例えば、養蚕については、基本的に蚕を育てるプロセスは日本と同じでしたが、日本では「蔟(まぶし)」と言われる蚕が繭を作る道具など異なる点もあり、興味深かったです。国は違えど、同じ「蚕を育てる」という生業があったのだな…としみじみと感じました。
少し話がそれますが、私は「養蚕信仰」という養蚕農家の蚕への感謝・慰霊の精神に関心があります。以前、イタリアでも養蚕信仰のようなものがあるか調べたところ、詩などの作品の中で蚕に対する記述を見たことがあります。詳細はまたどこかで書けたらと思うのですが、蚕の神聖さに着眼する精神は、日本でもイタリアでもあるのだな、と興味深かったです。
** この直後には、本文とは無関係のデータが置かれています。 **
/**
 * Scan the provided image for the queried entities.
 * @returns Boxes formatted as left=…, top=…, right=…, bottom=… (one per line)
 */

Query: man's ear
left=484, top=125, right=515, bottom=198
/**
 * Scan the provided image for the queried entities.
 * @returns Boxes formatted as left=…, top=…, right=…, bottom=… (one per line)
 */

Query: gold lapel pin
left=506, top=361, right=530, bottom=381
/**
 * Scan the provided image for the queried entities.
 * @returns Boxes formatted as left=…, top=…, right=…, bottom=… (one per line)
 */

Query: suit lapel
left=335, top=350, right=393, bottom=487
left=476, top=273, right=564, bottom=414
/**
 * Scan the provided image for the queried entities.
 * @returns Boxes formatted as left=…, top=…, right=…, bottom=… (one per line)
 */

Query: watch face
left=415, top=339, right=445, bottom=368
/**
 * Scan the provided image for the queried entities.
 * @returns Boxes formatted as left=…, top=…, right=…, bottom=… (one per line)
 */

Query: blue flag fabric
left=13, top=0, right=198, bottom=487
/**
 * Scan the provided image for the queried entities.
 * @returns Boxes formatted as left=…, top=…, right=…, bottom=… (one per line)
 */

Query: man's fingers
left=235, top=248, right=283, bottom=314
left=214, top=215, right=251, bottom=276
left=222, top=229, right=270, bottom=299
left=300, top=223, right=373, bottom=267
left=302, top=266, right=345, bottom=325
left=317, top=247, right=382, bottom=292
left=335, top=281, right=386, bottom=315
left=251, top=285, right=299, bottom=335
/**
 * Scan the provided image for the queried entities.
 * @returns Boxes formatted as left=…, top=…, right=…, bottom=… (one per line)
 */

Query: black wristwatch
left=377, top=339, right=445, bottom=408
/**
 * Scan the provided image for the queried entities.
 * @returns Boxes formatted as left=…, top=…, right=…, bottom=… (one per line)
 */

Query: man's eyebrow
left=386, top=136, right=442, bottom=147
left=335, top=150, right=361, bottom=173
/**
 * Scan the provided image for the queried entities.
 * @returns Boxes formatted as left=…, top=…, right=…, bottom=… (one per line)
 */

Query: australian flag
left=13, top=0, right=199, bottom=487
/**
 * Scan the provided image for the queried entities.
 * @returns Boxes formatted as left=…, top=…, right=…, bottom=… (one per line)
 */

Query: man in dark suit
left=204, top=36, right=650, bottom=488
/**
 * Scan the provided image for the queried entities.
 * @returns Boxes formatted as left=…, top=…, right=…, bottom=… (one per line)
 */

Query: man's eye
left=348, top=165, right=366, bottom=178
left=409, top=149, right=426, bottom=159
今回は博物館の中の「記録」として養蚕の風景を見ましたが、今後は実際にイタリアの養蚕農家さんたちに、蚕に対する想いや生態観について話を聞いてみたい気持ちになりました。同時に、いかにしてイタリアの風土の中で養蚕という生業が形成されていったのかを、日本と比較しながら調査したら面白そう。コモは、諏訪湖周辺で栄えた絹産地・岡谷に似ているな、とも感じましたし、今回のMuseo della Seta Comoの訪問を通して、「シルク風土論」を考察してみたい気持ちになりました。
TARONI
続いて訪問した「TARONI」は、1880年創業のコモの老舗織物企業。今もなお国際的に有名なブランドがTARONIの生地を使用しています。TARONIでは、生地の生産のみならず、工場内にたくさんの織物をアーカイブしていて、昔のアーカイブを再現した生地も織っているのだとか。日本ではあまり見られない、ビビッドな色合いが特徴的な生地が多いと感じました。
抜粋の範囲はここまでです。